Le Parlement sénégalais a adopté, lundi 29 juin, un projet de réforme constitutionnelle redéfinissant les rapports entre le président de la République, le gouvernement et l’Assemblée nationale. Approuvé à une large majorité, le texte suscite une vive contestation de l’opposition, tandis que l’éventualité d’un référendum demeure sur la table.
Les débats se sont déroulés dans un climat particulièrement tendu. Une partie de l’opposition a boycotté la séance, alors que des affrontements ont éclaté aux abords de l’Assemblée nationale entre manifestants et forces de sécurité. Les policiers ont eu recours à des gaz lacrymogènes pour disperser les rassemblements opposés au projet.
Portée par la majorité du parti Pastef, la réforme prévoit de renforcer les pouvoirs du Parlement et du Premier ministre, tout en limitant certaines prérogatives du président Bassirou Diomaye Faye.

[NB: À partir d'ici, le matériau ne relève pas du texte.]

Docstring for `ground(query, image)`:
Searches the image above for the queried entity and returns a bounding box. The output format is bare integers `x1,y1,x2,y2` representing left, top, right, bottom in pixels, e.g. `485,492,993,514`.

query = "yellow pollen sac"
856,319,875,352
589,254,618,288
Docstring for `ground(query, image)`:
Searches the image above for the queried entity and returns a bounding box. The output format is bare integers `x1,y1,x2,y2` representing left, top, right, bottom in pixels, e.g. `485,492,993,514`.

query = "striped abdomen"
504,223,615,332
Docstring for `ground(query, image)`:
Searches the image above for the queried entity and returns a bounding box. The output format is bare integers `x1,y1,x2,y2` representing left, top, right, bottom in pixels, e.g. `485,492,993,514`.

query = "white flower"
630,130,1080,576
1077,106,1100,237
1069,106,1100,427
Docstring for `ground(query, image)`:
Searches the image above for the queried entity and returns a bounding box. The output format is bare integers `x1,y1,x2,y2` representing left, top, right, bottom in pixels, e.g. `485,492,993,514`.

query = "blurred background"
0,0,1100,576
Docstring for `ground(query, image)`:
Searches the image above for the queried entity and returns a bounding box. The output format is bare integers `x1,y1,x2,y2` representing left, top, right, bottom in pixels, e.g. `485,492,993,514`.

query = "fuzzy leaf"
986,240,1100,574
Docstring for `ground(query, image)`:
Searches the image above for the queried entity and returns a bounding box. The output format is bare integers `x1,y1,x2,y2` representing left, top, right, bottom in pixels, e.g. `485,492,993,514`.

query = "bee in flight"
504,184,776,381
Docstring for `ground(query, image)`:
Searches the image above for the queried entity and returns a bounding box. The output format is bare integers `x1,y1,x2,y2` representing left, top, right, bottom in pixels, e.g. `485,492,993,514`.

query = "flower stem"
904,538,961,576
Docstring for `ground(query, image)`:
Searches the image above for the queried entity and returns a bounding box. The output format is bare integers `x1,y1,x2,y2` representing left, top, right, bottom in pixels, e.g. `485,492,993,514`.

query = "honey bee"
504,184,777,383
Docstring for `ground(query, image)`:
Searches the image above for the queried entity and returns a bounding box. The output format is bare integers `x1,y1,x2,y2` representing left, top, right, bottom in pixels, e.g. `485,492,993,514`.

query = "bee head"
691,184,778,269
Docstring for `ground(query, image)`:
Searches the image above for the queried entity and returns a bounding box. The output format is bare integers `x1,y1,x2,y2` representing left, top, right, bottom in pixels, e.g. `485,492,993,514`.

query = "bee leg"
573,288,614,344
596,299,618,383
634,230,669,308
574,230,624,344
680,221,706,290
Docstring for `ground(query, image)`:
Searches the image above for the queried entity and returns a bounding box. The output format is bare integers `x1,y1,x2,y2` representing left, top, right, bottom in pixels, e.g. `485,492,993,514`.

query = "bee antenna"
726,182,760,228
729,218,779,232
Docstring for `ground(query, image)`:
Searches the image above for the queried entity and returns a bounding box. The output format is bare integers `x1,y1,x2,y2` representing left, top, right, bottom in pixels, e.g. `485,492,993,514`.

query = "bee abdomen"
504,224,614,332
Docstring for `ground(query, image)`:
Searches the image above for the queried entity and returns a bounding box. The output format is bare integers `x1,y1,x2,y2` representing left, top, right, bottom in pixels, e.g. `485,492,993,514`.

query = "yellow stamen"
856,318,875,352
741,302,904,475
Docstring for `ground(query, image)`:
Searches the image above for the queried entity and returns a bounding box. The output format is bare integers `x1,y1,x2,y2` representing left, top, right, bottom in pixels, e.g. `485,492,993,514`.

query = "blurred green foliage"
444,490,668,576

Le texte prévoit notamment d’interdire au chef de l’État de diriger un parti politique et d’accroître le partage de la conduite de l’action gouvernementale avec le Premier ministre.
Le président de l’Assemblée nationale, Ousmane Sonko, a défendu la validité de l’adoption du texte. S’appuyant sur la jurisprudence du Conseil constitutionnel, il estime que la majorité qualifiée des trois cinquièmes obtenue lors du vote vaut à la fois adoption et approbation de la réforme. Il a annoncé son intention de transmettre le texte au président de la République pour promulgation.
L’opposition rejette toutefois cette lecture. Le député Abdou Mbow considère qu’une réforme institutionnelle de cette importance doit obligatoirement être soumise au peuple par référendum.
Le gouvernement a, de son côté, indiqué qu’une consultation populaire restait envisageable, sans préciser de calendrier ni les modalités d’organisation. L’hypothèse d’un référendum demeure ainsi ouverte dans un contexte de fortes tensions politiques.